Außerdem senkt die vorhandene Infrastruktur die Kosten. Ich muss für einen MVP nicht erst eine neue Plattform aufbauen, sondern kann vorhandene Bausteine nutzen. Gleichzeitig zwingt mich das Projekt nicht, die gesamte Plattformarchitektur zu übernehmen.

Das ist ein wichtiger Unterschied:

Infrastruktur wiederverwenden heißt nicht, jede Architekturentscheidung wiederholen zu müssen.

Der initiale Stack sieht damit bewusst unspektakulär aus:

Frontend:
Angular Standalone App
Angular Material
CDK Drag & Drop
vertikale Feature-Struktur
Backend:
NestJS API
NestJS Service
PostgreSQL
modularer Monolith
Auth:
Keycloak, aber zunächst nur mit den wirklich notwendigen Rollen
Betrieb:
bestehende Labor-Infrastruktur
bestehende CI/CD- und Docker-Mechanismen

Das ist kein spektakulärer Stack.
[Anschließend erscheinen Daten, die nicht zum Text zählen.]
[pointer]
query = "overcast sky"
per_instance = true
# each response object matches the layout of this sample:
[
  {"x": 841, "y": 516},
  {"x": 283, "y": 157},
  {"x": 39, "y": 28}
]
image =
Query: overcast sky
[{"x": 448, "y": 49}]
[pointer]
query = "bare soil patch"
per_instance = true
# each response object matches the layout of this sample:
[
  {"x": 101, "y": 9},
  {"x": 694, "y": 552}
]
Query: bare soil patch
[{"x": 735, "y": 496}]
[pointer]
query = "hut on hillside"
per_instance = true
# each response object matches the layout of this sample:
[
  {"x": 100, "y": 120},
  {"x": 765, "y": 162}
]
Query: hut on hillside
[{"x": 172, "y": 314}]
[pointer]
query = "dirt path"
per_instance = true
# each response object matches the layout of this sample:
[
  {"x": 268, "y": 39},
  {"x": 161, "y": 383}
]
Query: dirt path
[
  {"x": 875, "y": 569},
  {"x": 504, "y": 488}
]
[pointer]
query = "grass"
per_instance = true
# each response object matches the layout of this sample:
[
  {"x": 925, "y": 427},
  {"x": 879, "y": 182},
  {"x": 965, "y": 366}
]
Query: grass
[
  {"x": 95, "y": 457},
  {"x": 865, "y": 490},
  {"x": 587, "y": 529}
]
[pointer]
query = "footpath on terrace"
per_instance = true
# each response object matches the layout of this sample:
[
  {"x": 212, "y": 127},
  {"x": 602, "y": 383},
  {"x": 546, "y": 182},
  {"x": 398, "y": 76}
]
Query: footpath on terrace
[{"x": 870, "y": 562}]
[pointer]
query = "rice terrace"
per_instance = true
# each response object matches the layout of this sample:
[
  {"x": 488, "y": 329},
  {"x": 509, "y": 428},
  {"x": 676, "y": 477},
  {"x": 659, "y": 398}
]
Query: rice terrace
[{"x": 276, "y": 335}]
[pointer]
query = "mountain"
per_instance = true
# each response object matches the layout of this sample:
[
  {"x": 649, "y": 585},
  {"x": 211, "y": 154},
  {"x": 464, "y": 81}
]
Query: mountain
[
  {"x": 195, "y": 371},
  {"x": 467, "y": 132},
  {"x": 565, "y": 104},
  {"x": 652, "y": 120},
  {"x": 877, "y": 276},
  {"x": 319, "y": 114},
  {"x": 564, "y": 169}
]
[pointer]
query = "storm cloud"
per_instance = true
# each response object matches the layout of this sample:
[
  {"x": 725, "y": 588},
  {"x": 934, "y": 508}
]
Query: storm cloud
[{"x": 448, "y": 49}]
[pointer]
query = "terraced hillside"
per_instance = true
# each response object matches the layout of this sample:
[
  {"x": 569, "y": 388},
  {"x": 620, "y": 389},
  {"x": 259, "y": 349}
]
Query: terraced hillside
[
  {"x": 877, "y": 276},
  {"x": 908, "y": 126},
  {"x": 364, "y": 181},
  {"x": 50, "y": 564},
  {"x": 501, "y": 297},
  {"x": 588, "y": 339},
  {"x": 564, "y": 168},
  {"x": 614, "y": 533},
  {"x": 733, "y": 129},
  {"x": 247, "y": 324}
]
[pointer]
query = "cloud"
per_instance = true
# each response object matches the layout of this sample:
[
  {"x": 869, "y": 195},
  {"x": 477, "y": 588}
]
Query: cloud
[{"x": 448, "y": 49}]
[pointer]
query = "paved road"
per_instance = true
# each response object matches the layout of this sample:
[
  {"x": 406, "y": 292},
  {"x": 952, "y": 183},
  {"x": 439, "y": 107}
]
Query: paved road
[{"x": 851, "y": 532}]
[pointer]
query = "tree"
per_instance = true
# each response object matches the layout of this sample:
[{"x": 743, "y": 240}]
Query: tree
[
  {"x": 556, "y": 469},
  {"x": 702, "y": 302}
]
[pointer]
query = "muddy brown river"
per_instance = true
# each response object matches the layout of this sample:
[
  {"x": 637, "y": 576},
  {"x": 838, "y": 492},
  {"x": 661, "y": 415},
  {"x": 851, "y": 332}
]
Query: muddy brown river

Und genau das ist der Punkt.

Für den Start soll nicht die Architektur im Mittelpunkt stehen, sondern der fachliche Durchstich: Spieler pflegen, Turnier anlegen, Gruppen bilden, Begegnungen planen, Ergebnisse erfassen, Sieger sehen.

Wenn dieser Ablauf trägt, kann die Anwendung wachsen. Vielleicht mit einer Live-Ansicht für Eltern. Vielleicht mit einer besseren Ranking-Logik. Vielleicht mit mehreren Turnierformaten. Vielleicht irgendwann mit einer stärkeren technischen Trennung.

Aber der MVP muss das noch nicht alles beantworten.

Er muss nur gut genug geschnitten sein, damit diese Fragen später beantwortet werden können, ohne dass man alles wegwerfen muss.

Die erste Architekturentscheidung dieses Projekts ist damit eigentlich eine Anti-Entscheidung:

Kein Microfrontend für den Start. Keine künstliche Service-Landschaft. Keine Architektur, nur weil sie verfügbar ist.

Stattdessen:

Ein bewusst einfacher Deployment-Monolith mit klarer innerer Struktur.

Das ist weniger glamourös als ein großes Architekturdiagramm. Aber für diesen MVP vermutlich deutlich gesünder.